For production: per-user symmetric key (derived from Discord ID + master secret) encrypts blobs with AES-GCM. Manifest stored with the encrypted blob mappings; client provides key per request. Adds significant complexity — defer until production scale.
## Quadlet template
```ini
[Unit]
Description=automc cloud-svc (player state sync)
After=automc-pg.service auth-service.service
[Container]
ContainerName=cloud-svc
Image=git.timemachine.center/timemachine/cloud-svc:latest
Network=automc-net
NetworkAlias=cloud-svc
Environment=TZ={{ tz }}
EnvironmentFile=%h/automc/secrets/cloud-svc.env
PublishPort=127.0.0.1:9091:9091
Volume=%h/automc/cloud-data:/data:Z
[Service]
Restart=always
[Install]
WantedBy=default.target
```
Bound to `127.0.0.1:9091` — players reach it only via SSH tunnel during dev. In real deployment, exposed via a reverse-proxy on the same hostname they use for the packwiz pack URL (e.g., `packs.timemachine.center/cloud/...`).
## Out of scope (v1)
- **Selective restore from old snapshot** — UI for "go back to last Tuesday's state". The API supports it (`GET /v1/snapshot/{id}` + manual extraction); the UI is deferred.
- **Multi-device live conflict** (player on PC + laptop simultaneously) — single-machine assumption, race documented.

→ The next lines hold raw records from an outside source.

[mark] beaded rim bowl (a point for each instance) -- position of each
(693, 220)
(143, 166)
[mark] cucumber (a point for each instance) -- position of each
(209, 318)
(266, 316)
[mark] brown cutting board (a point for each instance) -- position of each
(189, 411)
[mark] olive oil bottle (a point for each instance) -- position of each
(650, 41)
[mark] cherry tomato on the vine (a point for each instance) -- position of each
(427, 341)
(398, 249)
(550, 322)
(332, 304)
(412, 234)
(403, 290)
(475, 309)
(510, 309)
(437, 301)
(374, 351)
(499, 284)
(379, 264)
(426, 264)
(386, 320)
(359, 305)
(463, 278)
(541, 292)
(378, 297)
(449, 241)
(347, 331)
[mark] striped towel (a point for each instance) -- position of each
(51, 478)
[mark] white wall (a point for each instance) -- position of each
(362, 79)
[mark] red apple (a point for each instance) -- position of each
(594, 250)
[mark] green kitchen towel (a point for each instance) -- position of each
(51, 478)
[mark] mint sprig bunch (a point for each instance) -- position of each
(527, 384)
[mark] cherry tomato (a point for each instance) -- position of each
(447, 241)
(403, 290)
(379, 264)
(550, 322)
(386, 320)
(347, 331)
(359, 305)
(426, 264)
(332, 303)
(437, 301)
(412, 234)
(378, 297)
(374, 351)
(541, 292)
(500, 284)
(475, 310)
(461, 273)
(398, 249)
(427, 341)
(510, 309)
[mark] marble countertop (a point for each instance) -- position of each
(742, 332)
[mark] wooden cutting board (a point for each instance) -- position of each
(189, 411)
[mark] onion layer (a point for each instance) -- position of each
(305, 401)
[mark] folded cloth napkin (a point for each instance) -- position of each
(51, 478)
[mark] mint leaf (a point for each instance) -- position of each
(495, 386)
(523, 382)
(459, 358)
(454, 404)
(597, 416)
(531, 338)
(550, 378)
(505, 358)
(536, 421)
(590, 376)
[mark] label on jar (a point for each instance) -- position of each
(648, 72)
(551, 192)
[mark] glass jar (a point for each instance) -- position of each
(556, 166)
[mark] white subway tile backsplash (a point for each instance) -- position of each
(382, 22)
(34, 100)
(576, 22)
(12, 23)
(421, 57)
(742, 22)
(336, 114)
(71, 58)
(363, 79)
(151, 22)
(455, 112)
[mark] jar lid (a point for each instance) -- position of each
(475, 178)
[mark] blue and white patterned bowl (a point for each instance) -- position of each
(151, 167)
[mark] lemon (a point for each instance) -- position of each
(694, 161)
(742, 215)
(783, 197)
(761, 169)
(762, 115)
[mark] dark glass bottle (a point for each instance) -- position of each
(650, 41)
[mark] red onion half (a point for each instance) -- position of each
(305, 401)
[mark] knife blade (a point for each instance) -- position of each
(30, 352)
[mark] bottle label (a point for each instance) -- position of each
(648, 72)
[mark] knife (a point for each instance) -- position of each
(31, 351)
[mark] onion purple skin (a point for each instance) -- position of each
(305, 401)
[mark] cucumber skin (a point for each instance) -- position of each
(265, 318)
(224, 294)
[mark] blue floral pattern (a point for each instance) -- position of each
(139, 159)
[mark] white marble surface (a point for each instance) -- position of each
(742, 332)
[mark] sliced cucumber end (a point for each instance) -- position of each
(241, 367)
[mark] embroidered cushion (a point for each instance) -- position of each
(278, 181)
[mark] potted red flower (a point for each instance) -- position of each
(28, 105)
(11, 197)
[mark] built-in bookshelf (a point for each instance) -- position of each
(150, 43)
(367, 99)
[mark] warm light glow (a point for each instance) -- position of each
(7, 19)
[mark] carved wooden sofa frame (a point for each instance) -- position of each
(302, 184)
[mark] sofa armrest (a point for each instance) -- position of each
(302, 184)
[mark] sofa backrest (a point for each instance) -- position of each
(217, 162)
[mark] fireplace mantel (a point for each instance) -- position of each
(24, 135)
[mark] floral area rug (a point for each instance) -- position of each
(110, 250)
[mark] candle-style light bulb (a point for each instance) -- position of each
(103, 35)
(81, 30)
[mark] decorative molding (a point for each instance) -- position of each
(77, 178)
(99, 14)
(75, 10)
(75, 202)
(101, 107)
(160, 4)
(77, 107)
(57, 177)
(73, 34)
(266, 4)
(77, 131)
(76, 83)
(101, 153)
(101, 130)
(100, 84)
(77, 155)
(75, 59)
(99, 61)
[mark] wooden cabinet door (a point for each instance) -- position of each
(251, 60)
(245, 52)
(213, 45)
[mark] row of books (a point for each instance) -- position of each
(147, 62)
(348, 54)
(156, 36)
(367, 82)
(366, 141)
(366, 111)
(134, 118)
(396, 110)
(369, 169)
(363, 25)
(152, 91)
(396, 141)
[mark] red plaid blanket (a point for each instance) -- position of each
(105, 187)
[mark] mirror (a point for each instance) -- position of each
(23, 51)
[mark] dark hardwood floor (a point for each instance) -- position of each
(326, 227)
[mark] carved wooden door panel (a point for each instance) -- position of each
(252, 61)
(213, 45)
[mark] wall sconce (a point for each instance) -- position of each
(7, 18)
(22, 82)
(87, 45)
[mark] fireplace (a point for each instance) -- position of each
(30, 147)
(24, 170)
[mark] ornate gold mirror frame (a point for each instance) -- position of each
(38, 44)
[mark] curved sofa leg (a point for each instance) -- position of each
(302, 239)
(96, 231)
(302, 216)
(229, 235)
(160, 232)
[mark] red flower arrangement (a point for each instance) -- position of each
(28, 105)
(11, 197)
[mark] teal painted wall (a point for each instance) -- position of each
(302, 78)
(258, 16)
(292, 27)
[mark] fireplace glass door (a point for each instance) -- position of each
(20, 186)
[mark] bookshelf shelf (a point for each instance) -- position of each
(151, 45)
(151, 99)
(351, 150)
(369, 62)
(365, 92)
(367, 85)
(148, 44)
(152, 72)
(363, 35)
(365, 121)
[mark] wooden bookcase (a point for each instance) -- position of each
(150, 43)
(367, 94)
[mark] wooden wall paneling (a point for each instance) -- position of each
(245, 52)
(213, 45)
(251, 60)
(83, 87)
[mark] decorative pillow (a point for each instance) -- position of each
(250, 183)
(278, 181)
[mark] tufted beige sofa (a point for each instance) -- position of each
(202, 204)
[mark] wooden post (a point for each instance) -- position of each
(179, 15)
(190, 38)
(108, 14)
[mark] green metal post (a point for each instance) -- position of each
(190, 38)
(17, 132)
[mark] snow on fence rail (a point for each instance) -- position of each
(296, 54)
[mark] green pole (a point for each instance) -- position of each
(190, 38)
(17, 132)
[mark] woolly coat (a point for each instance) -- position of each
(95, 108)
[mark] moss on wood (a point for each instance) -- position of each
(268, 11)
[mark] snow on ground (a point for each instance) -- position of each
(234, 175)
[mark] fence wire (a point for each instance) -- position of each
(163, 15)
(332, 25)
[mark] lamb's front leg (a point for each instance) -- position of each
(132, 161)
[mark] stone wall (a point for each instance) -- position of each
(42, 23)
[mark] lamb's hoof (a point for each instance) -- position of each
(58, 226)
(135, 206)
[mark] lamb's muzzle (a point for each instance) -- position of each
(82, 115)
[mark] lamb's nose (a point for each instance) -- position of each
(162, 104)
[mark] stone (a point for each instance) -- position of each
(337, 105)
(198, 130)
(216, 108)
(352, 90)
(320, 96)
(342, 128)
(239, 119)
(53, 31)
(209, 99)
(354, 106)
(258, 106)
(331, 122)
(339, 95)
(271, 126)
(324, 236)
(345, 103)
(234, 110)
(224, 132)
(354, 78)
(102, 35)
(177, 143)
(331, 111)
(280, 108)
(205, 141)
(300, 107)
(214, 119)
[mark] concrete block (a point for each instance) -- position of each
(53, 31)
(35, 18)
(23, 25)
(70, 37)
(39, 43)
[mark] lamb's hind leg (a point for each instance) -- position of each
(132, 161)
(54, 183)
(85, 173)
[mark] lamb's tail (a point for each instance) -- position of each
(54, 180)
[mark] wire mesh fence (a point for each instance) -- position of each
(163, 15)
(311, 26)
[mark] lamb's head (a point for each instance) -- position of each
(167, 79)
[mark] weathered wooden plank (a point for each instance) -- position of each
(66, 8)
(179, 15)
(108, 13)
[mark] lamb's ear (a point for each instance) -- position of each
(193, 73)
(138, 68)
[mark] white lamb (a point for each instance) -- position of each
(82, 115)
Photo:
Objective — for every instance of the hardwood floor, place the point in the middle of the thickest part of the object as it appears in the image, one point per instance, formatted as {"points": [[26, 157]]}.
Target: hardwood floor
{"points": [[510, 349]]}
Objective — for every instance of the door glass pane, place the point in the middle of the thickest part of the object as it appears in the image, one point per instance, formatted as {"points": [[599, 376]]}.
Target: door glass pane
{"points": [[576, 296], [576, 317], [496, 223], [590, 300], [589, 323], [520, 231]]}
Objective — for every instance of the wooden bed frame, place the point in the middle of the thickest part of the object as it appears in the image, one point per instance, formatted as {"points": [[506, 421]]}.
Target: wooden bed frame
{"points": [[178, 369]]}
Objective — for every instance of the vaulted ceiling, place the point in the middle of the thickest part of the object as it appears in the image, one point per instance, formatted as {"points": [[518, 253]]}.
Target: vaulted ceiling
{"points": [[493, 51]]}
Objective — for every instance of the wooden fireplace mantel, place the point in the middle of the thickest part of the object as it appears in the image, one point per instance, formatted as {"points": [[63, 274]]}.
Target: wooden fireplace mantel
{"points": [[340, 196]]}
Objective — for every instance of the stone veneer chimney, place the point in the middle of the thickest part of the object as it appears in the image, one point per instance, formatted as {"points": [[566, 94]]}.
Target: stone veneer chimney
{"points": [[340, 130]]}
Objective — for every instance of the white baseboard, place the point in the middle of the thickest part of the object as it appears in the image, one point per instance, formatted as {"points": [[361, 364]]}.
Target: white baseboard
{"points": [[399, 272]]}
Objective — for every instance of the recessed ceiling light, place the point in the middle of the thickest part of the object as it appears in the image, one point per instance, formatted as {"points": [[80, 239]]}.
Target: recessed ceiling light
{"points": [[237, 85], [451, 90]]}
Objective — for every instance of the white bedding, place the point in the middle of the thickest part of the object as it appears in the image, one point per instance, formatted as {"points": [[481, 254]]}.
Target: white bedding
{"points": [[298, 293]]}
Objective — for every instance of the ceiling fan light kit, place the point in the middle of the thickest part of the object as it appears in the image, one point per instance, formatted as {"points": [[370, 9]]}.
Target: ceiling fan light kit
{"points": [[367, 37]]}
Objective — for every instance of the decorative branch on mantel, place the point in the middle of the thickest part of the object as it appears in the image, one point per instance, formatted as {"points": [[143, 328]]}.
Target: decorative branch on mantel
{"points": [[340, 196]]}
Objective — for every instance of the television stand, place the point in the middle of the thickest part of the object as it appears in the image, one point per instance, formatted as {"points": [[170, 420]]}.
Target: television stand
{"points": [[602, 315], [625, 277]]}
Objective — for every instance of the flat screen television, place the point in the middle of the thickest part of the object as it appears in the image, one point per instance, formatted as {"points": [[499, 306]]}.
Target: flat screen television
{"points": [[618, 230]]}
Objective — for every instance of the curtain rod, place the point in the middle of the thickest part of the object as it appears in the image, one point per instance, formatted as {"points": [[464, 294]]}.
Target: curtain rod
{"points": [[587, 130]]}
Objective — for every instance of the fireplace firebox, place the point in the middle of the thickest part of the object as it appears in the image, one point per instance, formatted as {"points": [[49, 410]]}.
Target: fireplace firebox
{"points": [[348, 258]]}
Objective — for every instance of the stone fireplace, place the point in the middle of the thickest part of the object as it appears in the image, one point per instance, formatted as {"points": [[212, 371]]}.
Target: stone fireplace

- **Compression tuning** — zstd level 3 default. May tune up to 6 if disk pressure observed.
- **Anti-replay on tokens** — straight bearer auth. If a token leaks, revoke it. Not a primary attack surface.
- **Cross-server modpack-aware filtering** — cloud-scope.json is per-distribution, not per-server. Different servers might want different scopes; defer.
## Stack
- **Go 1.24+** (matches other automc services)
- `jackc/pgx/v5` for pg (if metadata stored there; alternative: sqlite per-deploy)
- `klauspost/compress/zstd` for tarball compression
- Standard `archive/tar` for tarball assembly
- No external HTTP framework — `net/http` + `gorilla/mux` style routing (or stdlib `http.ServeMux` Go 1.22+ pattern syntax)
## File / module layout
```
cloud-svc/
cmd/cloud-svc/main.go
internal/
api/ ← HTTP handlers per endpoint
storage/ ← on-disk blob + tarball R/W, GC
manifest/ ← manifest.json types + (de)serialize + validate
auth/ ← auth-service client (token verify + cache)
quota/ ← per-user quota tracking
database/migrations/ ← if pg-backed metadata
Dockerfile
Makefile
.gitea/workflows/ci.yaml
docs/ARCHITECTURE.md
```
~1500 LOC Go total estimate.
## Open questions
1. **Metadata in automc-pg or sqlite-per-instance?**
- pg: shared with other services, easier ops, schema migrations same pipeline.
- sqlite: zero coupling, faster local I/O, harder to query externally.
- Recommendation: **pg** for consistency with the rest of automc.
2. **Quota source**: hardcoded per-user, or per-user-row in DB?
- DB row allows admin to bump limits per player. Use `users.cloud_quota_bytes` column (nullable, default to global).
3. **Reverse proxy in front of cloud-svc**: needed for player-facing URL (`packs.timemachine.center/cloud/...`)?
- Either nginx fronting cloud-svc, or expose cloud-svc directly with its own TLS via Caddy/something. Defer.